While growth in sub-Saharan Africa is
still stronger than in many regions, economic activity in several countries has
weakened markedly in recent months, prompting the IMF to mark down its
forecasts for 2015 to 3¾ percent—the lowest in six years.
Speaking to reporters
during the IMF-World Bank Annual meetings in Lima Peru, Antoinette Sayeh, head
of the IMF’s African department, said the vastly improved business and
macroeconomic environment that has allowed for strong growth in recent years
now risks being eclipsed by falling commodity prices and less accommodating
financial conditions.
There is considerable
variation across the region, however, said Sayeh.

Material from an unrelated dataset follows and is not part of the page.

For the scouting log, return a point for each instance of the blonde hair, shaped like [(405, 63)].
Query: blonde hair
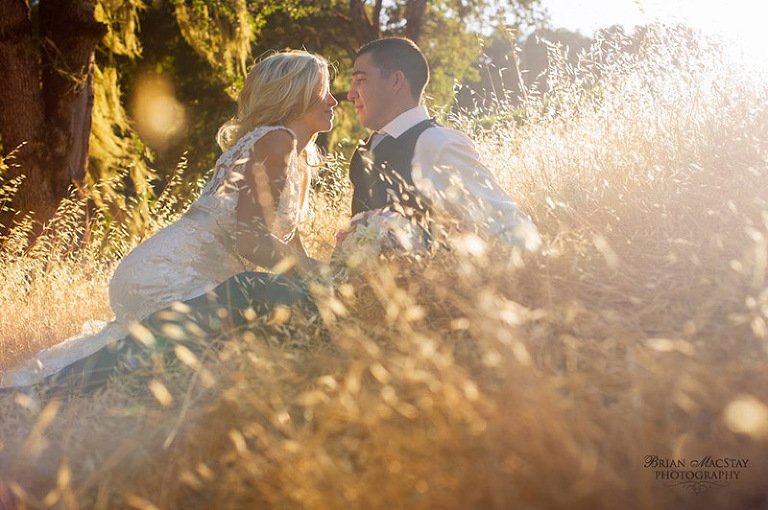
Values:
[(278, 89)]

Hardest hit are the eight
oil-exporting countries—including Nigeria and Angola—which together account for
half of the region’s GDP. “Falling export incomes and sharp fiscal adjustments
are taking their toll on growth, which is expected to decelerate sharply to 3½
percent this year, from 6 percent in 2014”, Sayeh said, adding these numbers
are weighing down on the regional average.
Sayeh noted while
low-income countries continue to experience growth rates of around 6 percent,
thanks to sustained private consumption and investment in infrastructure,
growth in several middle-income countries is being hampered by electricity
shortages, increasingly difficult financing conditions and weaker commodity
prices.
Limited
savings to offset drag
The prospects for many
countries are further compounded by modest savings and growing deficits, Sayeh
said: “In many cases, savings from the recent period of rapid growth have been
limited, and countries are now entering this period with larger fiscal and external
deficits than at the onset of the 2008 global financial crisis.”
Sayeh also described the
security situation in a number of countries as a further risk: “The civil war
in South Sudan and the acts of violence perpetrated by Boko Haram and other insurgency
groups in a region spanning Cameroon, Chad, Niger, Nigeria, and Mali, are
causing widespread suffering. They are also weighing on economic activity,
straining fiscal budgets, and diminishing the prospects for investment”. Sayeh
added the recent political unrest in Burundi and Burkina Faso was also a cause
for concern.
Weathering
the sharp and durable decline
Sayeh said for
oil-exporters, with oil prices such as they are, “fiscal adjustments are
unavoidable, and the room to smooth this adjustment is becoming increasingly
limited. For most other countries, fiscal policies need to be guided by
medium-term spending frameworks that balance debt sustainability considerations
while addressing development needs.”
Exchange rates in some
countries have also been under pressure, Sayeh said. “Wherever the
terms-of-trade decline has been large and the exchange rate is not pegged, it
is appropriate to allow for the exchange rate depreciation to absorb the shock.
But even countries that are not heavily reliant on commodity prices have seen
their currency come under pressure. Given the strong global forces behind these
pressures, there too, resisting these pressures risks losing scarce reserves.”
Sayeh said diversifying
the economy and tapping into the region’s significant tax potential, would help
countries continue to finance infrastructure and development needs, while
containing the increase in public debt.